Insurers can engage the practices they work with by building a sense of trust and open communication with the providers, according to Kim Eason, manager at Horizon Blue Cross Blue Shield of NJ.
Insurers can engage the practices they work with by building a sense of trust and open communication with the providers, according to Kim Eason, manager at Horizon Blue Cross Blue Shield of NJ.
Transcript (slightly modified)
What can other payers learn from the Horizon BCBS Episodes of Care program and the expansion to include specialties like oncology?
Our whole premise is really based around, how do you engage the practice? How do you engage the physician? And that’s the most important thing, outside of the patient and it being patient-centered, but ensuring that you collaborate with your partners and that it’s more than just a contract, it really is how those discussions occur. Ensuring you’re listening to the clinician, they are treating those patients.

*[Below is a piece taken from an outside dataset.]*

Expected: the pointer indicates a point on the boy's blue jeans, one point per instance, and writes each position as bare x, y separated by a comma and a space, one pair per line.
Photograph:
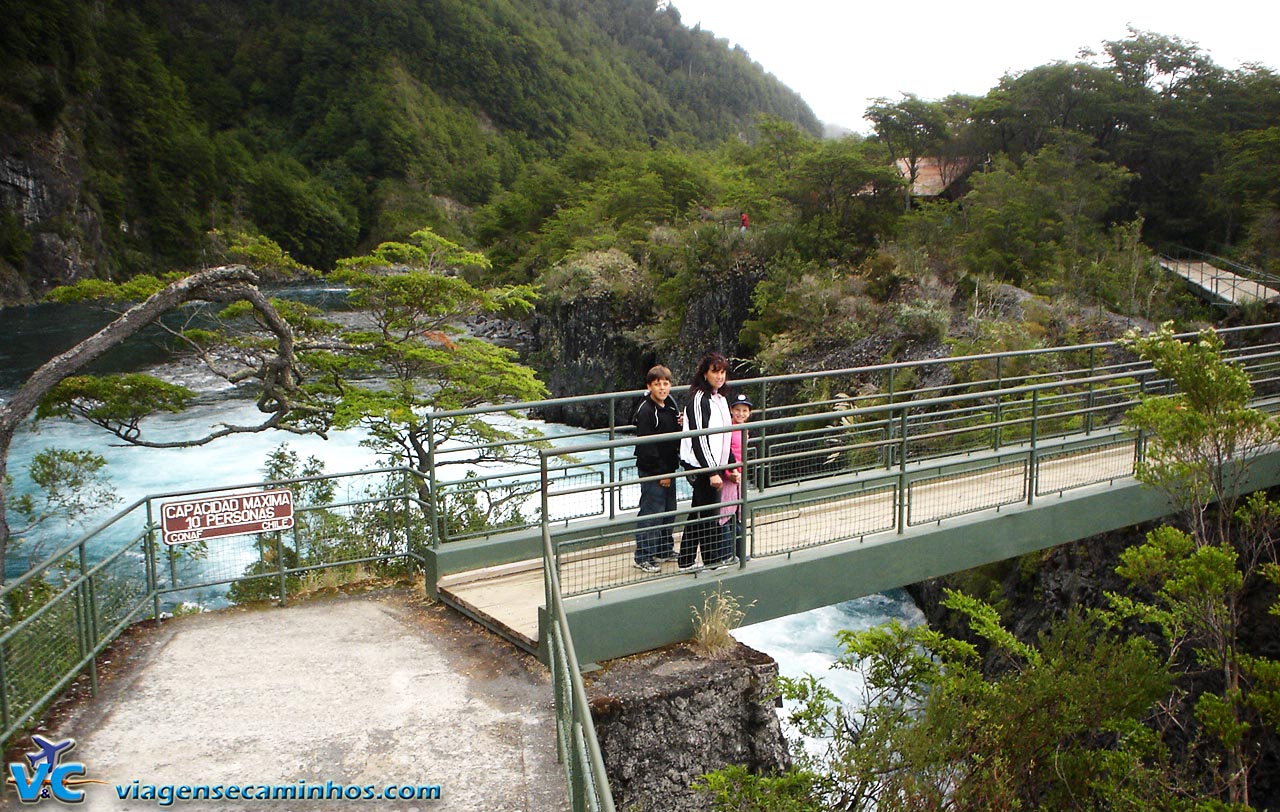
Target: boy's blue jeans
654, 535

And then being transparent: providing data to them, giving timely information to them, answering basic questions. Sometimes those questions may not be related to the episode, but how do they navigate through the system within Horizon if they have certain questions.
So it’s really one of the things for us, if we’re going to encourage anyone, is ensuring you open the lines of communication with your providers, build trust with them, have transparency with them, and then have those ongoing dialogues take place around what’s working within the episode and what may not be working.